Lorsque le compte virtuel d’Adam affiche 99 000 euros pour 58 000 euros investis, il veut tout arrêter. « Je n’avais de toute façon plus d’argent. Le trader l’a très mal pris, me disant que je n’étais pas à la hauteur, que je n’avais aucune ambition, que je ne pourrai jamais acheter ma maison […] Quand j’ai voulu tout arrêter et rapatrier mon argent, ils m’ont demandé une photocopie de ma carte d’identité et le code de sécurité de ma carte bancaire, pour accélérer le versement, poursuit Adam. C’est à ce moment-là que j’ai compris que c’était une arnaque et que je ne reverrais pas mon argent. » Dans la foulée, grisé par les gains affichés, il tombe dans une seconde escroquerie en pensant traiter avec la banque privée Indosuez. « Sauf que le site sur lequel il va se connecter est un « site miroir », une copie parfaite de l’original. » L’adresse authentique est indosuez.fr, celle qui l’a piégé est indosuez-ca.fr. « Évidemment, je n’ai pas fait attention à ce détail, soupire-t-il. Là où les escrocs sont forts, c’est qu’ils ont aussi usurpé le nom des gens qui y travaillent. » Les appels semblent venir de la vraie banque, les noms des conseillers existent réellement, le discours est truffé de termes techniques. « Il y avait un côté argent magique, quand je vois que tous mes placements rapportent autant. Donc forcément, on est moins méfiant. Quand le faux trader m’appelait, le nom d’Indosuez apparaissait sur mon téléphone, son vocabulaire était très technique et il avait vraiment l’air de connaître son métier. » Jusqu’à cette scène spectaculaire : « Une jeune femme est venue chez moi, déposée par une grande berline noire qu’elle désignait comme le chauffeur de la banque, c’était impressionnant. En fait, il s’agissait d’un simple Uber. » Quand il contacte finalement le siège de la vraie banque pour vérifier, la réponse tombe : « On me passe sa secrétaire. Je lui explique la raison de mon appel. Et là, elle me dit que la banque ne me connaît pas. Je ne voulais pas le croire. C’est lorsque je suis retourné sur le site et qu’il était devenu inaccessible que j’ai compris. »

Le récit d’Adam met en lumière plusieurs réflexes qui peuvent éviter le pire. D’abord, se méfier de tout discours qui promet des gains élevés, rapides et quasi garantis : l’ »argent magique » n’existe pas, surtout lorsque des crypto-actifs ou des versements en liquide sont mis en avant. Avant tout virement, il reste indispensable de vérifier soigneusement l’adresse du site pour repérer un éventuel site miroir, l’identité de votre interloccuteur et de l’établissement, et de chercher le nom de la société associé au mot « arnaque » sur un moteur de recherche. Ne jamais communiquer son code de sécurité de carte bancaire ou des copies de pièces d’identité à un inconnu, même s’il se présente comme issu d’une grande banque ou de l’AMF, et prendre le temps de rappeler soi-même, via les coordonnées officielles, l’établissement qui est cité.
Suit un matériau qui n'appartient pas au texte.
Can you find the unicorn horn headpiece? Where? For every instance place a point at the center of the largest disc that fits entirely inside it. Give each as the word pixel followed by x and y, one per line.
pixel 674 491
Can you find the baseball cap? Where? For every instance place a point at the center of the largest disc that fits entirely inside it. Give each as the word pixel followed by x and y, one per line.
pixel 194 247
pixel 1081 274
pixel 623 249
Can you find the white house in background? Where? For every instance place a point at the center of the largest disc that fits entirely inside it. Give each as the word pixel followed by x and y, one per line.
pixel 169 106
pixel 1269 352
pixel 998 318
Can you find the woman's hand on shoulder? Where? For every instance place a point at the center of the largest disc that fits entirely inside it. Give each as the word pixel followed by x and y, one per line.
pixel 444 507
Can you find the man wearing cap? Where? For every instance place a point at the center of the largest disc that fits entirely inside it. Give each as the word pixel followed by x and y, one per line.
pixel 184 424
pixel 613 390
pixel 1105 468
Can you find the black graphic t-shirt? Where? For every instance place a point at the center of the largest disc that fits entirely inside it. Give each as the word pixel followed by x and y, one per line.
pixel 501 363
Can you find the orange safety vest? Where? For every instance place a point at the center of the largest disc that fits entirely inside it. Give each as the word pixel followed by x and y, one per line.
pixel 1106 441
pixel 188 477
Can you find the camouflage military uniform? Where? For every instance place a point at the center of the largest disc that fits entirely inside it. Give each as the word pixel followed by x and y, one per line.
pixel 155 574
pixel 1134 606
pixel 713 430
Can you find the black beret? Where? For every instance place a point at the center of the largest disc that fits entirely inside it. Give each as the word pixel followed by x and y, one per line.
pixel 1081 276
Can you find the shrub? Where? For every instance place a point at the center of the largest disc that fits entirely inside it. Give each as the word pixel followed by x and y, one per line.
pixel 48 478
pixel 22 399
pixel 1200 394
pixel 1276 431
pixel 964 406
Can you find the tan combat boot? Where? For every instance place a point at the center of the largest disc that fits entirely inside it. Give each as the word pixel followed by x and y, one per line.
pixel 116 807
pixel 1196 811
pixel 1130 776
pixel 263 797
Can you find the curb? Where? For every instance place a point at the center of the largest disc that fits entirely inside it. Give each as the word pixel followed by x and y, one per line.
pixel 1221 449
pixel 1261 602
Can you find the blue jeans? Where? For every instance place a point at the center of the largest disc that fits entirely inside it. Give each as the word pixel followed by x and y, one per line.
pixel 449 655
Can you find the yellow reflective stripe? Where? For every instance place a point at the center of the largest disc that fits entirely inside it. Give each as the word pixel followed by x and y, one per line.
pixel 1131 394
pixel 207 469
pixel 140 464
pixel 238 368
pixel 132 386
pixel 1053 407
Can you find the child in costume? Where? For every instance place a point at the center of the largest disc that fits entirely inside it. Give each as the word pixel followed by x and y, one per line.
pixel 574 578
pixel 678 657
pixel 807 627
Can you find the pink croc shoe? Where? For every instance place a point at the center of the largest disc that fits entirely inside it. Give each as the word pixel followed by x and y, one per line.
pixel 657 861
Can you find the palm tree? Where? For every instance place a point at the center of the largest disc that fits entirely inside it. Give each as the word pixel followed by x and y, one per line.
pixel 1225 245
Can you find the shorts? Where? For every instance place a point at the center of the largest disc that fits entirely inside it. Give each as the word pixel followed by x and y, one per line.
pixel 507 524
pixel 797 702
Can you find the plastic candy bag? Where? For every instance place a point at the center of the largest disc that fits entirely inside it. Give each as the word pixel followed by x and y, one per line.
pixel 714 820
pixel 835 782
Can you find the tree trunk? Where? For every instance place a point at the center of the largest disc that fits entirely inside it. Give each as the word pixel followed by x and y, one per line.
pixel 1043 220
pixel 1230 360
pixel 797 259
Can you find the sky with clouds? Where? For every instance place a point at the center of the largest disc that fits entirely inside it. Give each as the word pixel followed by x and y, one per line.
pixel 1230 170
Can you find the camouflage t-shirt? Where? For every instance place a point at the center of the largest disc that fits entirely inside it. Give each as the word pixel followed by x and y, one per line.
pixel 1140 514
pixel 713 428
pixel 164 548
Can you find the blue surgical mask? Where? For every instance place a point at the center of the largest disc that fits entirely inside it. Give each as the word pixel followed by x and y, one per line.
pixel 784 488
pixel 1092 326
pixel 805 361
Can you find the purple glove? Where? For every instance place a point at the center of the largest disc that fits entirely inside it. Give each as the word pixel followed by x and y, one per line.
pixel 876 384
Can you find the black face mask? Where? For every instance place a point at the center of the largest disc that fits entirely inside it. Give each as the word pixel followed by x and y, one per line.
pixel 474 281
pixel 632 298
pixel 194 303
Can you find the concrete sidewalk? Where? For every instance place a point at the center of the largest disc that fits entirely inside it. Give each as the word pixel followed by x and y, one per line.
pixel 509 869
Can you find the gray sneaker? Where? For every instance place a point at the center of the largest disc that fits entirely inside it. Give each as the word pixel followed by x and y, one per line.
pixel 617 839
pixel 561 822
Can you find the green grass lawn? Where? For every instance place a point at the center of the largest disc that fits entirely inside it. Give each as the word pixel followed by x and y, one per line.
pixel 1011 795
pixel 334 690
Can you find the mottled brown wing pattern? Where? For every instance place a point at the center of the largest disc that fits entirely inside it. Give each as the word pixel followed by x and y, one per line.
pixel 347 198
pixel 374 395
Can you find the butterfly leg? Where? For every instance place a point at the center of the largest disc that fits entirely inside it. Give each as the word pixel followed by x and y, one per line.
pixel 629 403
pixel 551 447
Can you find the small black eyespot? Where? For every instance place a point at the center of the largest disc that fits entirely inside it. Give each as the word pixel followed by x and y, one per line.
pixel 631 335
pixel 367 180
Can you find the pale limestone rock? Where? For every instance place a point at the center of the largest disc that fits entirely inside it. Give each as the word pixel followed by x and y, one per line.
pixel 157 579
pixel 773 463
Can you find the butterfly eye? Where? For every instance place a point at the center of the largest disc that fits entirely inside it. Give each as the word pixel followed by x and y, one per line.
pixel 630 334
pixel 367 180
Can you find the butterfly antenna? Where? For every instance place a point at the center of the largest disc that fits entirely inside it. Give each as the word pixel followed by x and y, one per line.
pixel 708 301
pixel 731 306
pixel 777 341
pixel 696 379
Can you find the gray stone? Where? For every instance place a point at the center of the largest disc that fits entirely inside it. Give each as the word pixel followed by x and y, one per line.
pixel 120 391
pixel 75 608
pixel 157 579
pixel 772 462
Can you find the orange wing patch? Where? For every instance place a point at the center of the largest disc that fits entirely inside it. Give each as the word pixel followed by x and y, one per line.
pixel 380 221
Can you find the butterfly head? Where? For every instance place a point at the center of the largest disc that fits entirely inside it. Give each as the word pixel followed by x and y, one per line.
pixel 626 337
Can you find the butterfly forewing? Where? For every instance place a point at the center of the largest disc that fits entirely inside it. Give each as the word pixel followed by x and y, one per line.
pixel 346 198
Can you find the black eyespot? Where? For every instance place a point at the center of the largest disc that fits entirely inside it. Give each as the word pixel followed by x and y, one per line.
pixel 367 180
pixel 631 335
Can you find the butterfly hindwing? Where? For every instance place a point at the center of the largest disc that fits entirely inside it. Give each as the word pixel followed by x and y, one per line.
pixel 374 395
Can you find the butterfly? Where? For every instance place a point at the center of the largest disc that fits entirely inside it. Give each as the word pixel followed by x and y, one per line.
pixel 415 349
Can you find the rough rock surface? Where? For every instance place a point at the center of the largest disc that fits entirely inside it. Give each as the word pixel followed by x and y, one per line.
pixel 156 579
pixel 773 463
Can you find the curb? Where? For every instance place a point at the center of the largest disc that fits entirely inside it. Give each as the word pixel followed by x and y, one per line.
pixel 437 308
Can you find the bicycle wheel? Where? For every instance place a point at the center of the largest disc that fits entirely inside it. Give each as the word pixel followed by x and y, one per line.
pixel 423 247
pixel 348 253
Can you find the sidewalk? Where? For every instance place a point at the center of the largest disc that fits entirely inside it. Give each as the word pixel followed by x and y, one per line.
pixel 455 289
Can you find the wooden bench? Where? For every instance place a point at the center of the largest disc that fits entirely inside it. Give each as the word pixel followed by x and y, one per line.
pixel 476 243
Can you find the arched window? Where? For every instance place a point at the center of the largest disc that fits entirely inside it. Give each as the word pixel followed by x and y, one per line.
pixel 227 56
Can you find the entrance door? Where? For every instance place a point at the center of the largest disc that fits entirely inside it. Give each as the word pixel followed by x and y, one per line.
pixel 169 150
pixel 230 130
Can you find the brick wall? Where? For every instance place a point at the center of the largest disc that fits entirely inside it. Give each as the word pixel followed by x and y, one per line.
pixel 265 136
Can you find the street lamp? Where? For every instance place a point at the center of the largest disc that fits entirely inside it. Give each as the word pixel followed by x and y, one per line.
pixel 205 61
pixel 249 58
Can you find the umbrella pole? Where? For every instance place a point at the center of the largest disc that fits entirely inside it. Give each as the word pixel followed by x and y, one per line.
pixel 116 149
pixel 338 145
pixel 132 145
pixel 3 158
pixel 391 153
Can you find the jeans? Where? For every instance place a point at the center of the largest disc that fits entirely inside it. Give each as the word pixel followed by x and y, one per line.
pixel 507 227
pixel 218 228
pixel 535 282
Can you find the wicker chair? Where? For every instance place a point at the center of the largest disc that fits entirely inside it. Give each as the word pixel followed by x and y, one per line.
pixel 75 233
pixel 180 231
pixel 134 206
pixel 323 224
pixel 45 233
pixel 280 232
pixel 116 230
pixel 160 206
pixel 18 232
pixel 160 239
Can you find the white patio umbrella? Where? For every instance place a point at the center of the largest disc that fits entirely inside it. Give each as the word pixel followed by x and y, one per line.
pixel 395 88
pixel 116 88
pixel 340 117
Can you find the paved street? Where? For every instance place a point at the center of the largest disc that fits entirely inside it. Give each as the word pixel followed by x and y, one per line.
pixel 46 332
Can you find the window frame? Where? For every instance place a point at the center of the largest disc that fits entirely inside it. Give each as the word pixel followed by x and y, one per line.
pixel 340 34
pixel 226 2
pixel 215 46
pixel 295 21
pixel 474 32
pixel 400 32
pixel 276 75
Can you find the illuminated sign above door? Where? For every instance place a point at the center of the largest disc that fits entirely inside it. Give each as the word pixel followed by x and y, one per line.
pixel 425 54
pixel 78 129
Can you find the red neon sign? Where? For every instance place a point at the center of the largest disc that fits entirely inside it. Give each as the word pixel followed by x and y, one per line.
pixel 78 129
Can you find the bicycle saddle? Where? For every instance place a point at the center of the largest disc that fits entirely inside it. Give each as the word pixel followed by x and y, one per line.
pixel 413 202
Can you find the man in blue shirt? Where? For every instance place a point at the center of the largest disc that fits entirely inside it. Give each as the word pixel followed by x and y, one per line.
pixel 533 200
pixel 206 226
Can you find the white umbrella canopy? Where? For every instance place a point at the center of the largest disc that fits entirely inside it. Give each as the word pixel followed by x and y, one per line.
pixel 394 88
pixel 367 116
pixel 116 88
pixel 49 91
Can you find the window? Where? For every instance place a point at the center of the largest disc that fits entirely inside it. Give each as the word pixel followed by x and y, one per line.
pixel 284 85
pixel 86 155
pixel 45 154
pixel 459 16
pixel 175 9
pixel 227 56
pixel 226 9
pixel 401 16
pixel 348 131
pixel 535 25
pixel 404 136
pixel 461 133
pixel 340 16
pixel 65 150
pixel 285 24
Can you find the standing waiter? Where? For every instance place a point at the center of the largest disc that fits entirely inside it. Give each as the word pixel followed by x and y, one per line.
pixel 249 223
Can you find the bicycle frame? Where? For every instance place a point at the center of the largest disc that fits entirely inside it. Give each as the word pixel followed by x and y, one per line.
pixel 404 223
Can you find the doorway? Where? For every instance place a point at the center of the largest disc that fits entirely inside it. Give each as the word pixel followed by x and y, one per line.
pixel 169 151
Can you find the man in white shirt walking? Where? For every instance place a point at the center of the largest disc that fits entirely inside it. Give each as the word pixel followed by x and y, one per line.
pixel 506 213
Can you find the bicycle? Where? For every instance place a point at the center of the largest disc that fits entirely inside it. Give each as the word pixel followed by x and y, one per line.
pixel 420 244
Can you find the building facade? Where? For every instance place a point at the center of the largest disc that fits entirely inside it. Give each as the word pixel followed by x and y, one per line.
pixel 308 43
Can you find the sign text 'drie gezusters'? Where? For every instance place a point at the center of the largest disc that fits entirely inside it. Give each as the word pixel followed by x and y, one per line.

En cas de doute sur un placement ou si une offre vous semble trop belle, parler à votre conseiller habituel ou contacter les autorités compétentes permet souvent de lever le voile avant que l’épargne ne soit engloutie.

En bref

  • En France, les arnaques aux faux placements financiers en ligne dérobent au moins 500 millions d’euros par an, avec un préjudice moyen de 29 000 euros par victime.
  • L’histoire d’Adam illustre la méthode des escrocs, entre pseudo-conseiller rassurant, faux gains, compte en cryptomonnaie et usurpation de banque via un site miroir.
  • Le guide détaille les signaux d’alerte, les vérifications à effectuer auprès de l’AMF ou de votre banque et les gestes d’urgence si vous avez déjà envoyé de l’argent.